Nonostante 8 gol in 4 giorni, il prato dell’Olimpico non partorisce germogli ma funghi velenosi. A trecentosessantacinque giorni esatti dall’intervista alla Rai che un anno fa fece esplodere il caso Totti, Spalletti apre il fascicolo Totti-bis. Legando a filo doppio il proprio futuro a quello del capitano. «Io non voglio che Totti smetta con me. Se lo fanno smettere io vado via, pure se faccio il triplete»: le sue parole sono un tuono che gela la sala stampa cancellando dagli occhi di tutti, pure dei tifosi romanisti, il 4-1 al Torino, il 29° gol stagionale di Dzeko, la decima vittoria nelle ultime undici gare. E riavvolge indietro di un anno la storia della Roma. La città s’è già spaccata: per i maligni, l’allenatore che ha deciso di scappare dalla città, dalla stampa “antipatica”, ha trovato nell’addio al calcio del capitano l’alibi perfetto. La sua exit strategy. Per altri, è la conseguenza delle pressioni tottiste, di chi più che per la squadra tifa per il suo capitano. Estenuando chi – come un allenatore – deve pensare non a uno ma a tutti.
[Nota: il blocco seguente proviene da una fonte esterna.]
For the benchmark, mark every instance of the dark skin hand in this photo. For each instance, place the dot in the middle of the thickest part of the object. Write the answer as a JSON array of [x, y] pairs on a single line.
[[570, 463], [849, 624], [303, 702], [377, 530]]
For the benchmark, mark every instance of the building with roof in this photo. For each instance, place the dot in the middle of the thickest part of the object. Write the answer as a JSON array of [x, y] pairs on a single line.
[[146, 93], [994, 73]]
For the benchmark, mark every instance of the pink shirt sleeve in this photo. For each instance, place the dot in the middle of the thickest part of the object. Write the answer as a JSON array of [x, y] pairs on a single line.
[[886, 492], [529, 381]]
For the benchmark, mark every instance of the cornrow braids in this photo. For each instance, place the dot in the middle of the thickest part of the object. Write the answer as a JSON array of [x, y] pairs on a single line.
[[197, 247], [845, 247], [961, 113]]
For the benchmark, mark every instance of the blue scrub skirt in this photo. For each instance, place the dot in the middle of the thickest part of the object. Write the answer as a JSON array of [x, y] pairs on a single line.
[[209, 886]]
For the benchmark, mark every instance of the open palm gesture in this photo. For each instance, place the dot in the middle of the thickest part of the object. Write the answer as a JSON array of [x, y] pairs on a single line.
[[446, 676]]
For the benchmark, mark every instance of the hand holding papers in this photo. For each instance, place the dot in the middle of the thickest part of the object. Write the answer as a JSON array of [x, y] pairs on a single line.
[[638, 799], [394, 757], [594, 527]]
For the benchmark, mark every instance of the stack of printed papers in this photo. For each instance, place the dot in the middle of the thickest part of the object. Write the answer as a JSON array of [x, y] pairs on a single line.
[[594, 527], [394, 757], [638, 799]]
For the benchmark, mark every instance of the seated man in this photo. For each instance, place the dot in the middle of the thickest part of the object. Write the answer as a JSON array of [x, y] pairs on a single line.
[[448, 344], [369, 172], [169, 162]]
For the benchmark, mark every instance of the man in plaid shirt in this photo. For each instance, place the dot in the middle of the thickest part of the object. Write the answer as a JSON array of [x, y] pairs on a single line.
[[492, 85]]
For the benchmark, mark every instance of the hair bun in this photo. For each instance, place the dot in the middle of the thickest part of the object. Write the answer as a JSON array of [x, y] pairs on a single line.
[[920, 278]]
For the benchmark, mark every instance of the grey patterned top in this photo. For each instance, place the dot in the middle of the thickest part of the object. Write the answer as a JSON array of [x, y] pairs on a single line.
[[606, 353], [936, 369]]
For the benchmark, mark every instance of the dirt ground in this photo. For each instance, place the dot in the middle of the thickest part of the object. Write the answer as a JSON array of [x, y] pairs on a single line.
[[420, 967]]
La storia s’annoda allora come un serpente che mangia se stesso. Totti sta pensando seriamente di smettere, per la prima volta in 40 anni. Ma se lo facesse, la Roma perderebbe pure il suo tecnico. Che continua a mettere paletti per la sua permanenza. E in poche ore passa da «Resto se vinco» a «Non resto nemmeno se vinco, se Totti smette». Una manetta sul futuro. Il contratto in scadenza del capitano gli ronza in testa, ne parla da mesi e in una volta esce fuori senza che nemmeno gliene chiedano. «Con il solo Totti non si vince – dice Spalletti – la soluzione non è Totti ma averne 18 o 20 come lui». Sembra quasi mandare un messaggio alla società, come quando dice: «Se lo fanno smettere…».
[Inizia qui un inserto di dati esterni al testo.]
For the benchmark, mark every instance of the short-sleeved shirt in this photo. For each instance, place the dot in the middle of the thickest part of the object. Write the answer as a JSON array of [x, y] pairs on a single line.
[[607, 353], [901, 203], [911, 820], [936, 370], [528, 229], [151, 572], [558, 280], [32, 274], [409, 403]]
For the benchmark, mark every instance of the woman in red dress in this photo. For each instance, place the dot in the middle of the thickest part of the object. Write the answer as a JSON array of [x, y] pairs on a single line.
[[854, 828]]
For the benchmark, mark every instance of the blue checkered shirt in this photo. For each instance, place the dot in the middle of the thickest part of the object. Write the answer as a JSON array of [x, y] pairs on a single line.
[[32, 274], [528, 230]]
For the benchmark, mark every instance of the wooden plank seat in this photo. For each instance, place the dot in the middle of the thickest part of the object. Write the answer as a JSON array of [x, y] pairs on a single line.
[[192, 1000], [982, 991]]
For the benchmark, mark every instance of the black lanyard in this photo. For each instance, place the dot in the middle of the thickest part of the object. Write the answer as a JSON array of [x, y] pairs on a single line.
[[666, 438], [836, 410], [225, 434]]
Ma cos’è che fa esplodere l’umore di Spalletti intorno al nome del suo capitano dopo una settimana come questa, con gli ottavi d’Europa League ipotecati in trasferta e l’insidioso Torino liquidato in 17 minuti? Fingendo di dimenticare il passato recentissimo, gli attacchi reciproci del campionato scorso, si può solo provare a ipotizzarlo. La battuta di Totti al momento di entrare in campo («Mancano sette minuti… ») non basta di certo. Né il tempo che aveva impiegato a svestirsi, poco apprezzato da Spalletti che gli aveva rivolto un tiepido «fai in fretta». Forse i fischi del pubblico alla squadra che giocava il pallone, anziché metterlo fuori per favorire l’ingresso del numero 10 che aspettava a bordocampo. Quasi un prologo di cosa potrebbe succedere a fine stagione: con l’addio al calcio del capitano, quanti in questa città spezzata punterebbero l’indice contro il tecnico che lo tiene in panchina?
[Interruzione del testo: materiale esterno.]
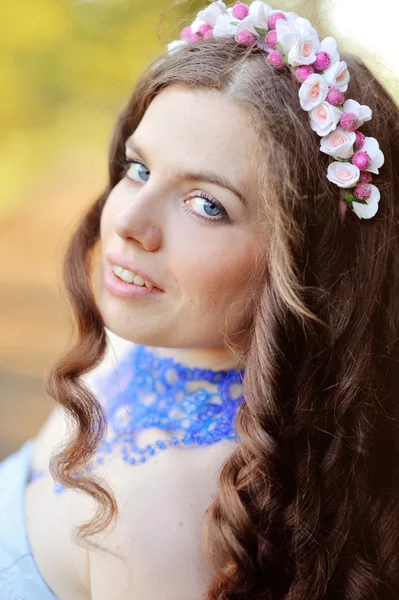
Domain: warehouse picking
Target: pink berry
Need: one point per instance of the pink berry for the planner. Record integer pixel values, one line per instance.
(185, 33)
(365, 177)
(361, 159)
(349, 122)
(240, 11)
(274, 17)
(195, 37)
(275, 59)
(271, 38)
(322, 61)
(246, 38)
(359, 140)
(208, 34)
(362, 191)
(204, 28)
(303, 72)
(335, 97)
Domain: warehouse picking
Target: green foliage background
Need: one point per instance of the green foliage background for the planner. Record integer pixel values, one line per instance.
(66, 67)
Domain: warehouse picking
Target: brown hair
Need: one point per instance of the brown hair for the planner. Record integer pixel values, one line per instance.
(307, 504)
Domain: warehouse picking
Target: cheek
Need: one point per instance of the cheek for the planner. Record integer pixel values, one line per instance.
(108, 216)
(214, 279)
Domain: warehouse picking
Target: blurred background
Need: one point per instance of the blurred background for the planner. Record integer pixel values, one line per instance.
(66, 69)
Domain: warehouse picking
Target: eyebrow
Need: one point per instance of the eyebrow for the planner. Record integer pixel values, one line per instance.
(197, 175)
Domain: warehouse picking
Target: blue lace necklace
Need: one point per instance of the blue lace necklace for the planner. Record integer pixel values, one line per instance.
(194, 405)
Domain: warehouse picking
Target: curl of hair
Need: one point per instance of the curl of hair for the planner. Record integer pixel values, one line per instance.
(307, 504)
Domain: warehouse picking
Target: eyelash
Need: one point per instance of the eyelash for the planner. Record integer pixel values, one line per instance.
(124, 162)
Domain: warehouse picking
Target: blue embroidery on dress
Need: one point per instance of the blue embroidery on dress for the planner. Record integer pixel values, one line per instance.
(146, 390)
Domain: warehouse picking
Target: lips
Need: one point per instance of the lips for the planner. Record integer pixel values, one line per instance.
(116, 259)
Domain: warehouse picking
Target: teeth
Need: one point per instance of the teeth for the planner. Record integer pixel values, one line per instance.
(130, 277)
Non è un caso che Spalletti ribadisca ogni volta che ne ha l’occasione che per restare vuole un titolo: vincere, in una città come Roma, garantisce credito inesauribile e la certezza di poter lavorare senza essere discusso settimanalmente. E’ capitato a Capello dopo lo scudetto. E a nessun altro. Spalletti allora lo ribadisce: «O vinci o hai perso. E se si perde si va a casa…». Chiarissimo: eppure il futuro sembra sempre più opaco.